Depicting the “Eastern” Polish Look (NL Embassy in PL)

This time of year, many of us have a nativity scene in our homes. They commonly include the Three Kings, also known as Wise Men or Magi, who came to honour Christ after his birth. These Kings are often dressed in long oriental robes and turbans. What is less commonly known, is that such a look in the previous centuries was sometimes associated with Polish dress. This can be exemplified by a gable stone showing a ‘Pool’, which is dated 1688, and which adorns a building on the Kerkstraat 322 in Amsterdam.

During the sixteenth century, Polish male fashion became increasingly influenced by Persian and Ottoman examples, leading Polish noblemen to wear colourful leather boots with heels, a kontusz (a coat or outer kaftan), a ferezja or delia (different types of cloaks), worn over a long-sleeved żupan (a tunic), and a kołpak (a hat often embellished with fur and feathers). Dutch artists and artisans subsequently produced multiple images of ‘typical’ Polish nobles, for example in books, on maps, and… on gable stones. To Dutch eyes, however, Polish dress differed very little – if at all – from other Eastern fashion: Polish figures were also used to represent Hungarians, for example. Similarly, Polish figures were sometimes indistinguishable from Ottomans.

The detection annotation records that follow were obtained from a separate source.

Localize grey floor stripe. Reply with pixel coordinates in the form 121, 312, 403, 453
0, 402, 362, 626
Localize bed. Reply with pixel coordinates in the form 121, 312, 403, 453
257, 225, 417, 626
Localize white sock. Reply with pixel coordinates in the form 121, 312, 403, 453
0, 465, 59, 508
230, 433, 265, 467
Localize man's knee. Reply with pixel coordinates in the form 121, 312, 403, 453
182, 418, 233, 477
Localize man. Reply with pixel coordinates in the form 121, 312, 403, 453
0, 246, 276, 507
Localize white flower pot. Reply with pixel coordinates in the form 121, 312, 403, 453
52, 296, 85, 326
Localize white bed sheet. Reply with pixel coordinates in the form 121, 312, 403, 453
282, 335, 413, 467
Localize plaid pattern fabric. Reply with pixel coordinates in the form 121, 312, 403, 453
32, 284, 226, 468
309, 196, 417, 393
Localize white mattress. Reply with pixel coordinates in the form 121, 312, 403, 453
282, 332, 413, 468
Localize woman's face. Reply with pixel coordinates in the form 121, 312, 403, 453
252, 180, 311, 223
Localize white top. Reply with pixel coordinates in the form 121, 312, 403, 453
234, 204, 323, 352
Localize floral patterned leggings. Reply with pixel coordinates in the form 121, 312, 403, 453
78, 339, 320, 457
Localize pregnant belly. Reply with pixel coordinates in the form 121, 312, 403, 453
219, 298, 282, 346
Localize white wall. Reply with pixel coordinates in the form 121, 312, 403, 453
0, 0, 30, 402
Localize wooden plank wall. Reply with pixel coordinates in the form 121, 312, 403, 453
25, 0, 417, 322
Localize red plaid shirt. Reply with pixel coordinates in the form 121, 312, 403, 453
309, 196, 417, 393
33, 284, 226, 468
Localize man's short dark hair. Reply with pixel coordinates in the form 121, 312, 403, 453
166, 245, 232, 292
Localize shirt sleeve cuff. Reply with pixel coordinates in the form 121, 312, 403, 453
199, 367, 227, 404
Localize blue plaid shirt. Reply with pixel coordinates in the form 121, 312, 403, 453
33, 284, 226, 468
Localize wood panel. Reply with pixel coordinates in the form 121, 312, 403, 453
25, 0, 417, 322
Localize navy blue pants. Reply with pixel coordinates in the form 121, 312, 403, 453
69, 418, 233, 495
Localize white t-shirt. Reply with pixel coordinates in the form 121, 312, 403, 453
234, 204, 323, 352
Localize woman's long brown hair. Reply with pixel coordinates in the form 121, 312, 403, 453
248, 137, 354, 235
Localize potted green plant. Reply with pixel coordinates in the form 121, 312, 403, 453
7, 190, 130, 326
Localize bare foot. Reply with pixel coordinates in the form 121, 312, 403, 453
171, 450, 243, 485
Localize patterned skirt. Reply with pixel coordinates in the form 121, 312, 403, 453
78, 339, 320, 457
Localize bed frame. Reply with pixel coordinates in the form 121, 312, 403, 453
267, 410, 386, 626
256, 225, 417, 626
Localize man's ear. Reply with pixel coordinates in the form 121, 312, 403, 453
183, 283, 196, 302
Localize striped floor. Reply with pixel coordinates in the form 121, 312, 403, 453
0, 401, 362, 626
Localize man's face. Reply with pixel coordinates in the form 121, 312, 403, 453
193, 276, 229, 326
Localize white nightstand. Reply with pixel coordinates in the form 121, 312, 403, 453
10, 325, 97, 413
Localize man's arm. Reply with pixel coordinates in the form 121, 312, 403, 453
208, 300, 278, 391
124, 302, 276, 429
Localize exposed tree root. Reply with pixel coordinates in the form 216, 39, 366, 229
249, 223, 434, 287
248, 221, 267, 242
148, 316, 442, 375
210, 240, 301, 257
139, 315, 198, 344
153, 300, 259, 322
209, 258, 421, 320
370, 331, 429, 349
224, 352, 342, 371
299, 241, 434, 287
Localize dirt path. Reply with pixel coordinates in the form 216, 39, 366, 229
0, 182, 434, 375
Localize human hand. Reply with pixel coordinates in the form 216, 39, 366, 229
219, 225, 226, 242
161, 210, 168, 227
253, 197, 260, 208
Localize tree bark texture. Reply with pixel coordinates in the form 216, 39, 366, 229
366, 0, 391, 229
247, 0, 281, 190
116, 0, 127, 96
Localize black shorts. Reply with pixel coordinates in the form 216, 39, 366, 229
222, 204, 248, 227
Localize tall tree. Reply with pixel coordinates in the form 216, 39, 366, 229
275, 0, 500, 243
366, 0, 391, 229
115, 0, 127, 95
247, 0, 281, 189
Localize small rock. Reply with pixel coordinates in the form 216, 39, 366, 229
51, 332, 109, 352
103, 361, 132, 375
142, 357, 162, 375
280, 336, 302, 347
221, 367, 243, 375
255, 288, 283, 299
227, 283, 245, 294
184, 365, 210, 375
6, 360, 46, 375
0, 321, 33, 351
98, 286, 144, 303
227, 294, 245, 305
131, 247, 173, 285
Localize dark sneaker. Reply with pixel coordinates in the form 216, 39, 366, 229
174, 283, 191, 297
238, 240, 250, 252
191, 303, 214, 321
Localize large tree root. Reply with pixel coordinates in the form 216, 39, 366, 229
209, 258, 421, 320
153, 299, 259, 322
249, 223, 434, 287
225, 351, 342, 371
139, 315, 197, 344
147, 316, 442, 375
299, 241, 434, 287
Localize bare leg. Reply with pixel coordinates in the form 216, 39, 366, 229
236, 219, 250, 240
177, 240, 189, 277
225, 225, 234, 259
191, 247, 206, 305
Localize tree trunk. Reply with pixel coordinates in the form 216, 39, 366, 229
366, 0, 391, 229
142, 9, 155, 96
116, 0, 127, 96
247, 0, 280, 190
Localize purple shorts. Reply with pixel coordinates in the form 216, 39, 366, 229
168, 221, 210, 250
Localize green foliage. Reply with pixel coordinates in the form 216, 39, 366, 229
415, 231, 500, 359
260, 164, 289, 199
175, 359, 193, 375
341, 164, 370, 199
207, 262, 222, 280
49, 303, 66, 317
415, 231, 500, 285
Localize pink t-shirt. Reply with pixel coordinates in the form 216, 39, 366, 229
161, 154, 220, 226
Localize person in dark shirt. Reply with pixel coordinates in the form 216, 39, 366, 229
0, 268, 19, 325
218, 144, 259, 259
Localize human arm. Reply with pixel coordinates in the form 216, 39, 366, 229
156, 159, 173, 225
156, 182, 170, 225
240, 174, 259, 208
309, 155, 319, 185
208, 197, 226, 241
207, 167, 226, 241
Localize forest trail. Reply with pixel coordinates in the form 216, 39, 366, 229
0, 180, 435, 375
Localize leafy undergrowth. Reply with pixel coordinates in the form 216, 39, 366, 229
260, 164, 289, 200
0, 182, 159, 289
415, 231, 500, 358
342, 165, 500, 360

ImageThis is why the ‘Pool’ on the gable stone in Amsterdam looks the way he does. His clothing – which even includes a turban – and his posture are reminiscent of a man in a print by the Dutch engraver Lucas Vorsterman, after the Adoration of the Magi by the famed painter Peter Paul Rubens, a painting from 1621. Rubens in turn based himself on Italian illustrations. It is likely that the gable stone’s maker referred to the same pictorial tradition. This is how the ‘Pool’ on the gable stone in Amsterdam is related to nativity scenes.

Interestingly, the French diplomat Charles Ogier, who visited Poland in the 1630s, likewise associated Polish fashion with the Three Kings. Describing a host of Polish nobles, he compared them to “the Eastern Magi, who came to honour the Infant Jesus with a large measure of display.”

*I originally wrote this post for the social media outlets of the Dutch Embassy in Poland. This was post no. 24.

Polish Soldiers in the 17th-Century Dutch Army (NL Embassy in PL)

Last week, it was announced that the Rijksmuseum in Amsterdam – with financial aid from the Dutch state and several institutions – intends to buy ‘The Standard Bearer’, a painting by Rembrandt from 1636. Such standard bearers were high-placed members of town militias, not necessarily soldiers. Still, the painting offers an opportunity to reflect on a little-known aspect of Dutch-Polish historical relations: Polish soldiers in the seventeenth-century Dutch army. A travel account by the Pole Sebastian Gawarecki, written during the 1640s, discusses his stay in the Northern Netherlands alongside Marek and Jan Sobieski – the later king of Poland. On 16 May 1646, in the town of Bergen op Zoom, Gawarecki and the Sobieski brothers met “a Pole from Warsaw, who for some years now serves in the Dutch army as a standard bearer, and whom our Polish king [Władysław IV Waza] keeps in Holland at his own expense.” It is unknown who this Polish standard bearer was, but it was not unheard of for Poles to fight in the Dutch army, even if they were Catholics.

The Eighty Years’ War, fought between the Dutch and Spanish, brought about a large-scale modernization in the art of warfare. During much of the seventeenth century, and until the 1648 Peace of Münster in particular, the young Dutch Republic in Polish eyes formed one of the greatest military powers on the continent. The ongoing war attracted vast numbers of young men from across the continent, who wished to study the Dutch art of war, either by observation or by participation. Many nobles from the Polish-Lithuanian Commonwealth studied fortification and artillery at Dutch universities and academies, visited fortresses and army encampments, or enlisted in the Dutch army themselves. Several months ago, we already discussed one famous example: Krzysztof Arciszewski, who made a career in the Dutch West-India Company. Arciszewski’s choice to join the Dutch army is relatively unsurprising, since he was a Protestant. Catholics could join the Dutch ranks as well, however. Despite his Catholic upbringing, the Pole Władysław Konstanty Wituski fought alongside Arciszewski in Brazil, for instance, and the Catholic Lithuanian nobleman Krzysztof Zygmunt Pac served in the Dutch forces as well. It is not unthinkable, therefore, that the Catholic king Władysław IV Waza indeed paid for the upkeep of a Polish standard bearer in the Dutch army.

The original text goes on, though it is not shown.